NHS alumna Erika Ogbebor displays her incredible painting.
By Maddie Gerber
Hometown Weekly Intern
“This is what America means to me as a black man,” said Amo-Mensah Amota, an artist from Glastonbury, Connecticut, gesturing to the detailed graphite and charcoal drawing behind him. Amota’s piece is fraught with symbolism, from the recurring depictions of bars and chains to the strong fist wielding a balanced scale of justice. “Before I make my art, I usually try to think of a theme,” Amota reflected, “but for this one, I didn’t really have a theme. I just channeled all of the emotions I had and tried to depict what my version of America really is.”
This was what Sunday afternoon’s art showcase was all about: using art as a vehicle to express emotions and educate others.
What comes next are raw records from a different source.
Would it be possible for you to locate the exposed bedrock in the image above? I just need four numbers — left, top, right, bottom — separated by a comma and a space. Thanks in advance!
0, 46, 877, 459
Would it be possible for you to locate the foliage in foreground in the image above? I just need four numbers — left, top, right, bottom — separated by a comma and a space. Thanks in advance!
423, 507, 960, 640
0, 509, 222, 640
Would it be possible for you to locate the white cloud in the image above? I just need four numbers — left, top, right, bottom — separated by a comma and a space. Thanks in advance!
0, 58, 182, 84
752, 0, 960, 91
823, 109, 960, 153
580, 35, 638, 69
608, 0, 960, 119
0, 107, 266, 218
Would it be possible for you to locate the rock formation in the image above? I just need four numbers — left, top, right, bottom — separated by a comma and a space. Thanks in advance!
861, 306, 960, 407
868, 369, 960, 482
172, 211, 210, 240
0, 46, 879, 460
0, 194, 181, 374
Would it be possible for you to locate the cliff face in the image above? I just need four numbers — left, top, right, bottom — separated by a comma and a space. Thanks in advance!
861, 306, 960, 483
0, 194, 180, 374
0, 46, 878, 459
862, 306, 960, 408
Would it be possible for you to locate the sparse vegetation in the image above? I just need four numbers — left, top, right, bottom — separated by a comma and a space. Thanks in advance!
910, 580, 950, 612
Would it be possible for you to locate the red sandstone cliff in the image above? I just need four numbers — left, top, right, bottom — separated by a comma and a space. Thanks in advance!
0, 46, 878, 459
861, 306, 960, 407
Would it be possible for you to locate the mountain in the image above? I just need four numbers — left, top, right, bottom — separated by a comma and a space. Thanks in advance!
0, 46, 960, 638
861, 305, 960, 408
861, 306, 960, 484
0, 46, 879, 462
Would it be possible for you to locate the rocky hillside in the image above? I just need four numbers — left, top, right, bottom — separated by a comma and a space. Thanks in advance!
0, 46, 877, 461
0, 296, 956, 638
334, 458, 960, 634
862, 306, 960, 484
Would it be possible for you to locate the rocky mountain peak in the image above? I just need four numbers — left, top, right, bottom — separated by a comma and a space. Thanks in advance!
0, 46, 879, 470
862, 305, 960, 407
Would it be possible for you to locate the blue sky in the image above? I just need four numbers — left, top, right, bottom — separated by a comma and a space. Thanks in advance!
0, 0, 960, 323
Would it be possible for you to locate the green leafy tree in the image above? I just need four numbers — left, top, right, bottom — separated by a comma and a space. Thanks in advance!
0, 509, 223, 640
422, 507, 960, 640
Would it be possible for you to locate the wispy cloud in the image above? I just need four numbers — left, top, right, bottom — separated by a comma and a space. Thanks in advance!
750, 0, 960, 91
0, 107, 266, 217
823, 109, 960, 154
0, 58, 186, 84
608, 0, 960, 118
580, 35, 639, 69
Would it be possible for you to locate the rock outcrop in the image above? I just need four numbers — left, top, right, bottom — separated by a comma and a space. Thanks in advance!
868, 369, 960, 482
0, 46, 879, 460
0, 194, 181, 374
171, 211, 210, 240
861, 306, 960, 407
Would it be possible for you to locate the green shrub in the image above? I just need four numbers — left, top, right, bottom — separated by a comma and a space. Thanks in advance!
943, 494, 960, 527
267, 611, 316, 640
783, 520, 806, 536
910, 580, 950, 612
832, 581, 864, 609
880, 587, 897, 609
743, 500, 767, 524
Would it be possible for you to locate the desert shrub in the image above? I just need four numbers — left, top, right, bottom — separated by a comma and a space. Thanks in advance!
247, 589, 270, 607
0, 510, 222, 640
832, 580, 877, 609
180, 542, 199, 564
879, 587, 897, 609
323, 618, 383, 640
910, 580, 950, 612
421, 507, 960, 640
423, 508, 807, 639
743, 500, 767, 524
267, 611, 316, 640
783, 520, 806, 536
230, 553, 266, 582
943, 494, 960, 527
After the success of the rally at the high school a few weeks prior, former and current Needham High students wanted to continue their activism in the community, which inspired them to create the Black Lives Matter art showcase. The event was spearheaded by 2018 NHS graduate Kiana Minaie, who was inspired by a project she did during her time at the high school through a class called “The Greater Boston Project,” where she and her classmates helped decorate a traffic box. For Minaie, this experience taught her that “art is such a different way of learning and, for me personally, it’s a really fun way of learning.”
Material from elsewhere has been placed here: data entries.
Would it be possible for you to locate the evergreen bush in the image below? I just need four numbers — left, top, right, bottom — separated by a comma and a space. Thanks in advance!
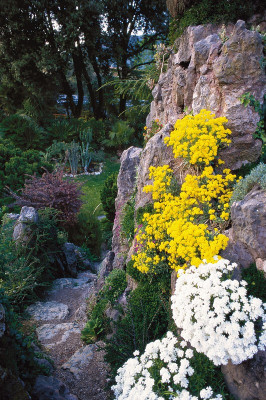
101, 172, 118, 222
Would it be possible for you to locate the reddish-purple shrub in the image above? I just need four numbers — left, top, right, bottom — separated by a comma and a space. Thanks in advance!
9, 171, 82, 225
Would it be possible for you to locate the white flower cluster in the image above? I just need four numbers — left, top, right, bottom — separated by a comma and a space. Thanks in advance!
172, 259, 266, 365
112, 332, 222, 400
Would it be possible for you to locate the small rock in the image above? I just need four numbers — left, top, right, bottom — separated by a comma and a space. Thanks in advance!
34, 357, 54, 375
36, 322, 80, 347
13, 206, 39, 242
33, 375, 78, 400
27, 301, 69, 321
62, 344, 97, 378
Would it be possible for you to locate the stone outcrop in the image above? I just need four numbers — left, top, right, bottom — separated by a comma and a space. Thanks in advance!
33, 375, 78, 400
27, 301, 69, 321
112, 146, 142, 269
62, 344, 97, 379
231, 190, 266, 274
222, 351, 266, 400
147, 21, 266, 169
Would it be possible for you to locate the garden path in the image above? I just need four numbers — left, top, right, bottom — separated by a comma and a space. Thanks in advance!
28, 271, 110, 400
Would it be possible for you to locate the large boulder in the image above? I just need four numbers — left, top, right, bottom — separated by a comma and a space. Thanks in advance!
32, 375, 78, 400
13, 206, 38, 242
112, 146, 142, 269
146, 21, 266, 169
231, 190, 266, 273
This sentiment inspired Minaie to organize the art show, reaching out to former peers and the Needham community at large to find artists, activists, and educators to bring the experience to life. She found support from a plethora of individuals and local organizations, including the Needham Diversity Initiative, Needham Human Rights Committee, Progressive Needham, and NHS students who were part of the Courageous Conversations on Race class at the high school. All of this support from the community led to a very successful event.
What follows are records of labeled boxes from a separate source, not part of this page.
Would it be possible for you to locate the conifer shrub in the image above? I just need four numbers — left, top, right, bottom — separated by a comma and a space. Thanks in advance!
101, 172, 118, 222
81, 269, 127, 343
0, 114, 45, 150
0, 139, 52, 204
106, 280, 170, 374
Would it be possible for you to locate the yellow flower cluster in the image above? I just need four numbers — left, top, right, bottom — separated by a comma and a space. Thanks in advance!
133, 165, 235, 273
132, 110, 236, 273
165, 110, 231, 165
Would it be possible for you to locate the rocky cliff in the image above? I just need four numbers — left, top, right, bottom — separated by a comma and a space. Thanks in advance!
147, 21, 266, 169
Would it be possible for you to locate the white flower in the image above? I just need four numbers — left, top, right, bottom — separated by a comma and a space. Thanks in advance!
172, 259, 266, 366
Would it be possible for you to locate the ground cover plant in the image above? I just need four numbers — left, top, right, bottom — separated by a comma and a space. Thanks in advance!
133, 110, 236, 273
The showcase began with a poem written by 2020 NHS graduate Olu Ajayi, who has been an outspoken advocate in the Needham community, and played a prominent role in the recent rally. She was followed by Boston Conservatory graduate Christopher Hester, who serenaded the crowd with his incredible voice. As he sang Bill Withers’ “Lean on Me,” the crowd joined him by clapping; the lyrics seemed to resonate perfectly with the moment of unity.
After the performances had finished, the crowd dispersed and began to explore the variety of tents and tables that were set up around the upper field. Some tents held artwork created by black artists, many of whom were NHS students. All of the pieces were made to represent some aspect of living in America as a black individual, and the struggles that accompany it. Although all of the artists were focusing on one central theme, their experiences were all portrayed quite differently, using a variety of media, motifs, and messages to convey a wide range of emotions.
In addition to the artwork, information boards were also displayed around the field, focusing on topics such as healthcare inequities, white flight and redlining, mass incarceration, and more. Students and community members stood by each board and explained their topics in great detail to interested audience members with admirable passion and knowledgeability. The posters also included QR codes that viewers could scan to find more information on the topic - or to donate to the cause.
According to Dr. Beth Pinals, a psychologist who performs wellness and equity consultation in the Needham Public schools and who played an integral role in organizing the showcase, it was incredibly impressive to see how NHS students were able to make their equity work come alive.
“It’s really amazing to see the youth in a community come together to drive change."